3. Those closest to the workforce, the managers and leaders inside manufacturing operations, are often the most sensitive to AI’s impact on their workforce. Their focus is to create a better company and more opportunity, including a safer work environment, fewer repetitive and unsatisfying jobs, and increasing productivity. They put their people first and so are eager to adopt technologies that have positive impact on workers.
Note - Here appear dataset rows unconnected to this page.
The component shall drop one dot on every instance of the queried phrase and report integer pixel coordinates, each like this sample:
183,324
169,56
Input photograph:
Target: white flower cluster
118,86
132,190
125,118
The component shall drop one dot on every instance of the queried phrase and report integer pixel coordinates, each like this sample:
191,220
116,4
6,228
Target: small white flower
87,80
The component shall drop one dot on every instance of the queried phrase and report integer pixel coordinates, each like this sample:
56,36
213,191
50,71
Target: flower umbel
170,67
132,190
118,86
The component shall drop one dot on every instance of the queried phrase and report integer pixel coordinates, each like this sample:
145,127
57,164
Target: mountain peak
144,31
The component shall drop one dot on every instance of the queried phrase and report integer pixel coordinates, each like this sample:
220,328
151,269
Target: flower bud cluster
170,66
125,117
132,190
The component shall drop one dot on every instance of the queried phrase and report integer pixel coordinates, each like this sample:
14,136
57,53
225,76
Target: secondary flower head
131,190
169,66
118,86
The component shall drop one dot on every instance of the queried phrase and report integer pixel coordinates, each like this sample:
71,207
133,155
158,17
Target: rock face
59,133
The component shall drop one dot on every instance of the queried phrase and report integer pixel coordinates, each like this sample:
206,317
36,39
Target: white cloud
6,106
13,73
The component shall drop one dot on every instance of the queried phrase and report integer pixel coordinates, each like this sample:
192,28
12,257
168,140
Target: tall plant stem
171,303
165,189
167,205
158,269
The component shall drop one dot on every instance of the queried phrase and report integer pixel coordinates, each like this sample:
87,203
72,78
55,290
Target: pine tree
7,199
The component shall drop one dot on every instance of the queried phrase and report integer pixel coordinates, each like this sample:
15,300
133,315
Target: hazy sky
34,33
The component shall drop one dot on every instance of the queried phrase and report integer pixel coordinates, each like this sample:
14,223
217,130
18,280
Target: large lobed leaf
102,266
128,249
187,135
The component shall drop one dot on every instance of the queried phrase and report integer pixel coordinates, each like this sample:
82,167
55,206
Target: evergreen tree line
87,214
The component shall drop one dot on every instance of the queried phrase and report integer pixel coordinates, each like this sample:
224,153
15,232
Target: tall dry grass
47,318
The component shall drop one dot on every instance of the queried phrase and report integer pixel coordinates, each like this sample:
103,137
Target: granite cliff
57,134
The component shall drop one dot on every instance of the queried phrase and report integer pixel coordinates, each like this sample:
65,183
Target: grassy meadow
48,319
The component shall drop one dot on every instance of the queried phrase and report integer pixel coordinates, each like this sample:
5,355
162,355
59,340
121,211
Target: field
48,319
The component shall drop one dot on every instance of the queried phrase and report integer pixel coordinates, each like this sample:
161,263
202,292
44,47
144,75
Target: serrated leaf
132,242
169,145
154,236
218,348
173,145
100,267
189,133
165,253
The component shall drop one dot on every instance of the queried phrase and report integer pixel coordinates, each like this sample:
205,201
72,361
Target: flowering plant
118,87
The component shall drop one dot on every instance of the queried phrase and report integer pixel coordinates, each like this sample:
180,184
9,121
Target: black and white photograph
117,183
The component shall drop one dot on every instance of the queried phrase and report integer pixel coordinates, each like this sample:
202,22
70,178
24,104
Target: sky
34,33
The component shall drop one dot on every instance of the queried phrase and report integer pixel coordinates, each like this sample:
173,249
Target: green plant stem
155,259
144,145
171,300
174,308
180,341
4. There will be disruption and dislocation, and we need a new pipeline of talent. While there is positive sentiment about the opportunities for the workforce, manufacturers are also concerned about talent shortages, short-term disruption, and attracting the next generation of bright students. Jobs in manufacturing will require new skills and new capabilities, and this necessitates a new partnership for skills and workforce development with technology providers, industry, government, learning institutions, and labour organizations.
5. Next-generation policies and laws are needed for next generation technologies. Our customers are already versed in many of the ethical issues that are associated with AI—security, safety, reliability—but are looking for more guidance on how to use AI ethically and responsibly. As manufacturers, they are using AI in their production processes and infusing AI into their products, and they are therefore looking for guidelines that will help anticipate potential issues and ensure responsible innovation. Similarly, regulators are eager to remove technology hurdles and encourage the adoption of AI technologies that will promote worker safety, create more jobs, and help national competitiveness.
6. AI is a journey, different for everyone. While many of our leading customers have embraced AI, there are many who are just beginning their journey. Microsoft has developed a guide to help them on their AI journey and show them how to best leverage their data estate. Implementation ranges from improving reporting through data analytics and business intelligence to “deep” AI capabilities through machine learning applications.